Sad, indeed, but far more sad when a disciple suffers a spiritual declension and sits down “to see the end” (Matthew 26:58). Not merely an eclipse, a temporary obliteration, but the dark, dismal and final end; the end of all the hopes that came suddenly to life on that bright morning when brother Andrew cried, “We have found Him!” (John 1:41). The end of the grand adventure, the miracles, the walking and talking, the confession at Caesarea Philippi, the holy transfiguration, the intimate supper, the tender prayer, “I have prayed for you” (Luke 22:32). The end! The collapse, the defeat, the final disillusionment.

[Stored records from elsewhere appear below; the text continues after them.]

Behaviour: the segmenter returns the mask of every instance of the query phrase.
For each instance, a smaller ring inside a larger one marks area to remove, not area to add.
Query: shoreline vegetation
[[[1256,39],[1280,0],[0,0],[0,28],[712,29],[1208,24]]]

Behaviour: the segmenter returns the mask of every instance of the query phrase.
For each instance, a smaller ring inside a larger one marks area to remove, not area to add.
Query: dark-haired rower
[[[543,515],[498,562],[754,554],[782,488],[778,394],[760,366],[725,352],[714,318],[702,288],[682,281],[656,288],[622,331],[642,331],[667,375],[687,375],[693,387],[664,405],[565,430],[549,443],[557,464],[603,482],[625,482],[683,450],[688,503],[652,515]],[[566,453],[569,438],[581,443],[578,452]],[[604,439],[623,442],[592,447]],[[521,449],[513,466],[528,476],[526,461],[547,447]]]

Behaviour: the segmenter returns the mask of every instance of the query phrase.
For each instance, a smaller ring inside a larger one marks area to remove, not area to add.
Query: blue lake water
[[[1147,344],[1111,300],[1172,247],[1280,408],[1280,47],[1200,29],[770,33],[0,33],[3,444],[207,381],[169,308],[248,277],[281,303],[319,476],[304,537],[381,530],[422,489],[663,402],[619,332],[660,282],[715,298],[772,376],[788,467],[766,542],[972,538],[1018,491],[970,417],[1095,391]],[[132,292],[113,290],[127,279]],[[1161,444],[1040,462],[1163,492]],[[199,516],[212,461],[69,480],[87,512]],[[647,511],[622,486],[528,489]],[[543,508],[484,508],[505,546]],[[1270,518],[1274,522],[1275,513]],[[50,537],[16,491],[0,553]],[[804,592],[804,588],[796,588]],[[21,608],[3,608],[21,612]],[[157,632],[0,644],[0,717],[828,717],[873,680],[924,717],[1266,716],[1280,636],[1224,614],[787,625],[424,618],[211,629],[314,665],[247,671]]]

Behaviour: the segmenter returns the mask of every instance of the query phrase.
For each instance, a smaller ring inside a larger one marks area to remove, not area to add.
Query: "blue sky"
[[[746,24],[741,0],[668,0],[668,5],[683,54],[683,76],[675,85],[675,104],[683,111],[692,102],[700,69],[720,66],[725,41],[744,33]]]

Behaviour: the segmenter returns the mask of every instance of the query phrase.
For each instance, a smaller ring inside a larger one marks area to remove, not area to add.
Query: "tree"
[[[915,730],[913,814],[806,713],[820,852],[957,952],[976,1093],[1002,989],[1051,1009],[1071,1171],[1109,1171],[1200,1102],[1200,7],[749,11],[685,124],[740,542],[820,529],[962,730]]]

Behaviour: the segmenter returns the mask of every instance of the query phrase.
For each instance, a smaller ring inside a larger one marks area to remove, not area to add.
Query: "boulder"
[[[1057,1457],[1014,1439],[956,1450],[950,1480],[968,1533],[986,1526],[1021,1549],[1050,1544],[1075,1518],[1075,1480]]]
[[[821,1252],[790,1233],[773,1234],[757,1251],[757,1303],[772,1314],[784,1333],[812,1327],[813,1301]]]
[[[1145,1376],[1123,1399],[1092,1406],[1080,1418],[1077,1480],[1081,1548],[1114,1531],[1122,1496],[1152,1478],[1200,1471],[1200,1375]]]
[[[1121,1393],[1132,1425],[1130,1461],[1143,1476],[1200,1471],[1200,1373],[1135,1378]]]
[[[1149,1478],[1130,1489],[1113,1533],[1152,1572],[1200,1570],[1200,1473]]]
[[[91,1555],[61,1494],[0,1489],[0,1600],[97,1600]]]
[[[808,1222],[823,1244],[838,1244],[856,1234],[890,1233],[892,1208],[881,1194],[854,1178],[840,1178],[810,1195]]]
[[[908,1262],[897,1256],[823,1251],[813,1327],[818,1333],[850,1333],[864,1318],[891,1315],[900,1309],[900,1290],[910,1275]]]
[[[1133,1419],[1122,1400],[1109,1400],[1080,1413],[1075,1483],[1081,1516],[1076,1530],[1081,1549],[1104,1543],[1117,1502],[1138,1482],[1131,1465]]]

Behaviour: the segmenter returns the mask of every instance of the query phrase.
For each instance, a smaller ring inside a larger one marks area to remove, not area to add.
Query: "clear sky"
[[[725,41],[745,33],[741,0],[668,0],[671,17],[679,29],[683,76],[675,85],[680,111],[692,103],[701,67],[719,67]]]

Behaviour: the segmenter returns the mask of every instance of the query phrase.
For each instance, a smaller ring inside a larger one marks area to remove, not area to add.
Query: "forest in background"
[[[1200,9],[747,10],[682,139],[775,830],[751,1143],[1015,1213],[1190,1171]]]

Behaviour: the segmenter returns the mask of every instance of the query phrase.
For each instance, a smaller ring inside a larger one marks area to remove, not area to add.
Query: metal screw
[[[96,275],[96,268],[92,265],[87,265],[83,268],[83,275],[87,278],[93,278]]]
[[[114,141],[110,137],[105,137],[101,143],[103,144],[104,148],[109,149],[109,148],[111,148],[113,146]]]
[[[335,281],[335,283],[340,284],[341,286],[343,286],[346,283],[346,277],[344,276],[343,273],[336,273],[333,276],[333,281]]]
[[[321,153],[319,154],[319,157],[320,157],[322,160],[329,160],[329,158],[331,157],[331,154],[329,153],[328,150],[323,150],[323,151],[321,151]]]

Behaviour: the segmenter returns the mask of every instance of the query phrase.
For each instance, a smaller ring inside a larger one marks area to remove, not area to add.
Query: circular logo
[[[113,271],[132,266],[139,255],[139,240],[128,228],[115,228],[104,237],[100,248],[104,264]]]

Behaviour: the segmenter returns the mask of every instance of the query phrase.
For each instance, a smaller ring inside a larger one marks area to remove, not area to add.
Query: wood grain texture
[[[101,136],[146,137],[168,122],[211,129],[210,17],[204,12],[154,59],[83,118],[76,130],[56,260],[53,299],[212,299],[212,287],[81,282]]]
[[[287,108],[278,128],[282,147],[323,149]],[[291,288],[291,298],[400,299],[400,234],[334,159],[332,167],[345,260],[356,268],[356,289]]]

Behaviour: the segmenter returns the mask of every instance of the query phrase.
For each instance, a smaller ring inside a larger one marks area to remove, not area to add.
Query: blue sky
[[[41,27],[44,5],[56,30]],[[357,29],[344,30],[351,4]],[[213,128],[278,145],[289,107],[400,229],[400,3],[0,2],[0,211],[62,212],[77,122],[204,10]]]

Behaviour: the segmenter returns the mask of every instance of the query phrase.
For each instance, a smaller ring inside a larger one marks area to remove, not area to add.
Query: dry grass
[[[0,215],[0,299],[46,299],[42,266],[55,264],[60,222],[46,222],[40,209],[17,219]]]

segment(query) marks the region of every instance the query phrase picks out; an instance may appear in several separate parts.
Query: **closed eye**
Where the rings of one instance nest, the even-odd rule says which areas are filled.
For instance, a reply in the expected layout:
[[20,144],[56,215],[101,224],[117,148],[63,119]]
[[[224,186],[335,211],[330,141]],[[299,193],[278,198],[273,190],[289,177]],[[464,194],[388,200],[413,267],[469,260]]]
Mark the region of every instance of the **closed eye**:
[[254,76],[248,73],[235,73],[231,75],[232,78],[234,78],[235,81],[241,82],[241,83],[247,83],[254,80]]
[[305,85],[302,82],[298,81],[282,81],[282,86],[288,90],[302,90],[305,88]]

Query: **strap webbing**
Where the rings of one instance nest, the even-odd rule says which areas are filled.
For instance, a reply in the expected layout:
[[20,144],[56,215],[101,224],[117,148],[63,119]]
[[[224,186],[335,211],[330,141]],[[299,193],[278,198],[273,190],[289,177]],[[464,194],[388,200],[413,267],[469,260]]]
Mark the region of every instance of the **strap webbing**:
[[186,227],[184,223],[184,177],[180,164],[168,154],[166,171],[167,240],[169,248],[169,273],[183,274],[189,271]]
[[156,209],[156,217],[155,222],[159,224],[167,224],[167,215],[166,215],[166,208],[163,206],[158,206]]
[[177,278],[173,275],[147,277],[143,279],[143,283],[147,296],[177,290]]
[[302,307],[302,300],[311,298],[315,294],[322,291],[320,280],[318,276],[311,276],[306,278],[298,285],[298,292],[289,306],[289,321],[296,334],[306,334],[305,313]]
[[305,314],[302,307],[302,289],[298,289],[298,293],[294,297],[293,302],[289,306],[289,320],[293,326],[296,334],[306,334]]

The disciple becomes a spectator of the last act in the tragedy, before the curtain rings down upon unrelieved night. In and out of the entries and passages, along the narrow streets, the dejected and desperate Peter was drawn on. Fearing to advance, and unable to retreat, his fierce love and insatiable curiosity fighting against his failing faith, he went forward. The crisis held him, compelled him to go on and “see the end.” Matthew 26 is a terrible chapter for Peter; from the 23rd verse on, he cannot get out of the story. There all his swift declensions and denials appear, until the terrible 75th verse, with its bitter tears.
First, he placed a distance between himself and his Lord. I find myself speculating about the measurement of those words, “afar off” (Matthew 26:58 KJV). How far? Then I remind myself that we do not measure spiritual distances in yards or miles, but in love and loyalties. How far is it from the embittered heart of a loveless husband to the empty heart of the disappointed wife?
Was it the second step in the disciple’s collapse when he “went in” (Matt. 26:58 KJV) among the enemies of Jesus? Gripped in a dreadful reaction of despair, he went into dangerous company as he joined the coldly hostile crowd. Christians cannot be neutral. When we are told that he “sat down,” we realize that his convictions are lost in the crowd.
It was nearly the end of Peter. The love of Christ saved this man—the love that knows no end. The love of Christ will save you and me. Indeed, I have no other hope, have you? The end? Not the end of Jesus, but the end of a chapter in a disciple’s weakness, and the beginning of an experience which enables us to bow our heads for his apostolic blessing: “Receiving the end of your faith, even the salvation of your souls” (1 Peter 1:9 KJV).